Изменить размер шрифта - +
Мой дед выглянул за калитку, чтобы полюбоваться закатом, и умер так же, как потом мой отец. Весной прошлого, 1933 года остановилось сердце у моего старшего брата; он поднялся из-за стола после завтрака, пошатнулся и упал мертвым. Но он умер рано; ему было только семьдесят семь, а мои отец и дед дожили до восьмидесяти двух. Мне ненавистна мысль оставить театр жизни, но, когда придет мой черед, я хотел бы умереть именно таким наследственным образом. Мне кажется, что, каковы бы ни были наши недостатки, умираем мы замечательно.

 

 

Глава V

СТУДЕНТ-ЕСТЕСТВЕННИК В ЛОНДОНЕ

 

1. Профессор Хаксли и биология (1884–1885 гг.)

 

День, когда я вышел из дома в Уэстборн-парке, прошел по Кенсингтонскому саду, отметился при входе в приземистое кирпично-терракотовое здание Нормальной научной школы и поднялся на лифте в биологическую лабораторию, принадлежит к числу великих дней моей жизни.
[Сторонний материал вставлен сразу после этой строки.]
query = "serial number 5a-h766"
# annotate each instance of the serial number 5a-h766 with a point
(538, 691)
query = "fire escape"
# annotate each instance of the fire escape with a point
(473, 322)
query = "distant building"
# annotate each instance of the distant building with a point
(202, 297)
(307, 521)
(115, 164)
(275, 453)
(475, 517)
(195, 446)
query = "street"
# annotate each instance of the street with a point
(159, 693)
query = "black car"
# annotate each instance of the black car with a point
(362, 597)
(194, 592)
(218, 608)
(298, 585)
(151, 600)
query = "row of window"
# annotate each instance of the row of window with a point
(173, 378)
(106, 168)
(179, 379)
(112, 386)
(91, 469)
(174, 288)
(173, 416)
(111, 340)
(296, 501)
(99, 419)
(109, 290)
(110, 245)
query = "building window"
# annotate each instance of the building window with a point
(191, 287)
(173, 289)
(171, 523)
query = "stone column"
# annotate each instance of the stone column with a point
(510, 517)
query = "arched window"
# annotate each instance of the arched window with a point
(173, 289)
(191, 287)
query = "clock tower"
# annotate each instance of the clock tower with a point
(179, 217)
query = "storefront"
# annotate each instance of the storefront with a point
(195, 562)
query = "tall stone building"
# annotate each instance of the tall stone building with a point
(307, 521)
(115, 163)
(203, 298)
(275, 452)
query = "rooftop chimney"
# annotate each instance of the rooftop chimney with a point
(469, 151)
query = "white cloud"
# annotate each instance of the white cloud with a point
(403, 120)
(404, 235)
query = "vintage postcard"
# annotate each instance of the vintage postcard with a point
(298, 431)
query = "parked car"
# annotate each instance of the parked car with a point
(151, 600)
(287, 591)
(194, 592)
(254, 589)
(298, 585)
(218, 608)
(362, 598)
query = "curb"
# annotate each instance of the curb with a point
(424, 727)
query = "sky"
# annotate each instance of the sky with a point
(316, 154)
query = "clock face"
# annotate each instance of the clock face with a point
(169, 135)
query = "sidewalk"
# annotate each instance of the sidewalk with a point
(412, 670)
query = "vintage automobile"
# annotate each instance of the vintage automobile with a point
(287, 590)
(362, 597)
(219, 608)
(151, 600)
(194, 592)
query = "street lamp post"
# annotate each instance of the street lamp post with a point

Прежде все мои научные познания приобретались из вторых рук, а то из третьих или четвертых; я читал то одно, то другое, зубрил учебники, сдавал экзамены, но у меня оставалось чувство, что я нахожусь где-то далеко от реальных фактов и еще дальше от процесса исследования, ищущей мысли, определений и теоретических построений, которые и составляют плоть науки. До тех пор я имел дело только с не удовлетворявшим меня текстом учебников, часто очень плохо и небрежно написанным и невразумительно проиллюстрированным. Теперь же по воле случая у меня появилась возможность соприкоснуться со всем, о чем я прежде только слышал. Здесь были микроскопы, препараты, макеты, мастерские иллюстрации, близкие к предметам, который они отражали, образцы, музейные экспонаты, научные дискуссии. Здесь я был в тени Хаксли, тонкого наблюдателя, способного к широчайшим обобщениям, великого педагога и способного все прояснить полемиста. Я был записан на его курс введения в биологию, а потом зоологии.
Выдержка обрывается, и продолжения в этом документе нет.